Southern Weekend: Is there a problem of further releasing the political prisoners? Some critics are saying there are still a large number of political prisoners in Myanmar.
Aung Thein Linn: We used to have political prisoners, who are all released now. So-called political prisoners were all in prison because they broke the law.
Southern Weekend: NLD told us that there are at least 300 political prisoners not released yet.
Aung Thein Linn: They have been spreading false rumors about us. This is a shameful hostile strategy of the Americans.
Southern Weekend: About next general election, does USDP have any specific plan to win more votes?
Aung Thein Linn: We will reform USDP and improve the party organs at all levels, at villages, townships and cities.

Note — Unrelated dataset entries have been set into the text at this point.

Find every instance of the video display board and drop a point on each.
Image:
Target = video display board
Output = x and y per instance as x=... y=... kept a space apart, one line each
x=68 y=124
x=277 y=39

Southern Weekend: What do you mean by reform? Looking for better party representatives?
Aung Thein Linn: Yes, we will find better people. Furthermore, we will also build road, water systems and schools for the villages, promote the medical insurance system, provide better social welfare and small loans for farmers.
Southern Weekend: Do you think you can win the next general election by these?
Aung Thein Linn: We will win if we try.
“Myitsone dam must continue.”
Southern Weekend: Many people feel that now Myanmar seeks a balance among China, U.S. and Europe. Will there be any change to the foreign policy of USDP?
Aung Thein Linn: Generally speaking, our foreign policy seeks peaceful coexistence. We have a close and friendly relationship with China. China has helped us tremendously for a long time. Everyone knows that. In Myanmar, you could see China’s donations everywhere. Among all the countries, China has helped Myanmar most and for the longest time. That is why we have survived so far.
Southern Weekend: In 2011, President Thein Sein announced the suspension of the Myitsone dam. Many Chinese are very interested in this issue.
Aung Thein Linn: That is not our national policy, and not a decision by the parliament. It was a decision by one man.
Southern Weekend: One man, meaning the President?
Aung Thein Linn: Yes, it was his own idea, not a resolution by the parliament. We oppose his decision. He tries to sever the ties between China and Myanmar.
Southern Weekend: Do you think the construction of the dam could be resumed?
Aung Thein Linn: It MUST, because we have to think for the country. We need electrical power. The power shortage in Myanmar has been a long problem, and a political one. You can imagine that some Western countries try to sever the ties between China and Myanmar.
Southern Weekend: What is your attitude towards foreign investment?
Aung Thein Linn: We have drafted the new foreign investment laws. In the future, all countries are welcome to invest, but will do so by the law. The Chinese are very close to Myanmar. At the UN and other international forums, China has always been on the side of Myanmar government. The peoples of China and Myanmar understand each other. We welcome China to invest in Myanmar. We are friends.
Southern Weekend: But there are indeed complaints from NGO, media and average Myanmar people about Chinese companies’ exploitation of resources and polluting the environment. Will you hate the Chinese?
Aung Thein Linn: No. We are very friendly towards the Chinese. When we were in trouble, it was the Chinese who helped us.